Aus der Sicht eines chronisch Kranken berichtete Constantin Grosch, stellvertretender Vorsitzender des APS und selbst Betroffener. Grosch betonte, dass gerade chronische Erkrankungen häufig in Schüben verlaufen. Kann ein akuter Krankheitsschub wegen einer Krise des Gesundheitssystems nicht behandelt werden, könnte dies lebenslange Folgen für den Erkrankten haben. Oft sei eine Verschlechterung des Gesundheitszustands und der Krankheitssymptome nicht wieder rückgängig zu machen. „Nun stellen Sie sich die Hilflosigkeit vor, wenn einfach keine ambulante Versorgung vorhanden ist. Und es gibt in dieser Situation niemanden, an den man sich wenden kann. Denn auch der letzte Ausweg, der Gang in ein Krankenhaus, war nicht selten praktisch verwehrt, wie Zahlen belegen. Außerdem sind viele dieser Patienten auf spezialisierte Ärzte angewiesen, zu denen sie ein Vertrauensverhältnis aufgebaut haben und denen ihre umfangreiche Krankheitsgeschichte bekannt ist.“ Er appelliert an die Gesundheitspolitik: „Bitte kümmern Sie sich um die erheblichen Probleme und Lücken im System, die die Pandemie offengelegt hat. Denn die Patienten sind abhängig von sicherer und zuverlässiger Versorgung – trotz, während und nach Corona.“

Um Patientensicherheit zu gewährleisten, müssten aber auch die Beschäftigten im Gesundheitswesen geschützt werden. Nicht umsonst laute das diesjährige Motto des Welttages der Patientensicherheit „Safe health workers, safe patients“, so Prof. Reinhard Strametz, Generalsekretär des APS. Für die Mitarbeitersicherheit bedürfe es neben Mundschutz und Kittel auch einer „psychischen Schutzausrüstung“, so Strametz. Diese bestehe im Wesentlichen aus drei Maßnahmen: Erstens aus einer auf Mitarbeitersicherheit und Resilienz ausgerichteten Führung.
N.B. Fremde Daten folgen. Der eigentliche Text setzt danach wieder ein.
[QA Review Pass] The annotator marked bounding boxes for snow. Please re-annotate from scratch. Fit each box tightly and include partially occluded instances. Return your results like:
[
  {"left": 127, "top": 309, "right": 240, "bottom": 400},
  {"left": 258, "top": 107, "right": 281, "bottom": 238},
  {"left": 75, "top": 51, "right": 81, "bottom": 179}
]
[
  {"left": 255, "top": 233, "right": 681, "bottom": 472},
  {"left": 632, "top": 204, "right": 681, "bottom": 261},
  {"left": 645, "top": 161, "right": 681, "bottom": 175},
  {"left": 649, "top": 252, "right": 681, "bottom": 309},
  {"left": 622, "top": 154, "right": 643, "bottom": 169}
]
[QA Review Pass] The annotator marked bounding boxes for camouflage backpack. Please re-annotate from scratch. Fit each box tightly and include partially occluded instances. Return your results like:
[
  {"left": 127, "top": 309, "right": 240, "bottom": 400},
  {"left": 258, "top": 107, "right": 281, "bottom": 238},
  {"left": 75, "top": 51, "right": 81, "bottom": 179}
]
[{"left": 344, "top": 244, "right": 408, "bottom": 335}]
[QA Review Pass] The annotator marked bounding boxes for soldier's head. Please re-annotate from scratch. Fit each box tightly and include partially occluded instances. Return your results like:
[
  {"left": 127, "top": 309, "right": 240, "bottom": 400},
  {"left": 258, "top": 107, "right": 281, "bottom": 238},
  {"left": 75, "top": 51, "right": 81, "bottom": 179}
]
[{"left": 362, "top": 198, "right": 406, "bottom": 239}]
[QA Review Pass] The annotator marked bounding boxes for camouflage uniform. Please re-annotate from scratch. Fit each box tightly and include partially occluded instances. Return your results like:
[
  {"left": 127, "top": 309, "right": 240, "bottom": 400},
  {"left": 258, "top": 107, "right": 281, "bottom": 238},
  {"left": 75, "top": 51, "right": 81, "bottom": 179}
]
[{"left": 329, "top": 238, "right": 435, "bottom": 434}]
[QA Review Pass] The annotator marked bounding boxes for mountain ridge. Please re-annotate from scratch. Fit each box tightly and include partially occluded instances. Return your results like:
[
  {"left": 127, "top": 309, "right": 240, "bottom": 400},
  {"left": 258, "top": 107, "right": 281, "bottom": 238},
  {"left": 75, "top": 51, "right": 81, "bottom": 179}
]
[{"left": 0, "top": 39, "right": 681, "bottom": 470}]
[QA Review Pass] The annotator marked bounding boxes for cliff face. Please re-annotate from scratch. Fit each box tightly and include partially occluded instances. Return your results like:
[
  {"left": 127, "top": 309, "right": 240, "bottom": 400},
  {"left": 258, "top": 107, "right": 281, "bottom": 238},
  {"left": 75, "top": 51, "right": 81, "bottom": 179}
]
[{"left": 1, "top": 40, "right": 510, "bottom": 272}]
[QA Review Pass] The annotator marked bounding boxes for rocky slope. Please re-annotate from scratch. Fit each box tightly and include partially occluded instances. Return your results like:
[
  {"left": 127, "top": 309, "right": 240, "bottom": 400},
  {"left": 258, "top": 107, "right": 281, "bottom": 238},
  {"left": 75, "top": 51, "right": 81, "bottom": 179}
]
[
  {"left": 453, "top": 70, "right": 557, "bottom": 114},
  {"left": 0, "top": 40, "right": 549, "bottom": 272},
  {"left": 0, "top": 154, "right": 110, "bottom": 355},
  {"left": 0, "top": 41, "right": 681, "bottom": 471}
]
Zum Zweiten aus einer psychosozialen proaktiven Unterstützung und drittens einer sach- und lösungsorientierten Aufarbeitung kritischer Ereignisse durch Gespräche oder Fallanalysen. „Wir müssen über Fehler und kritische Ereignisse sprechen und daraus lernen“, betonte Strametz. Das APS hat hierfür Handlungsempfehlungen herausgegeben, speziell auf COVID-19 zugeschnitten. Diese sollen allen Beteiligten helfen, Mitarbeitersicherheit zu stärken und damit auch Patientensicherheit zu ermöglichen.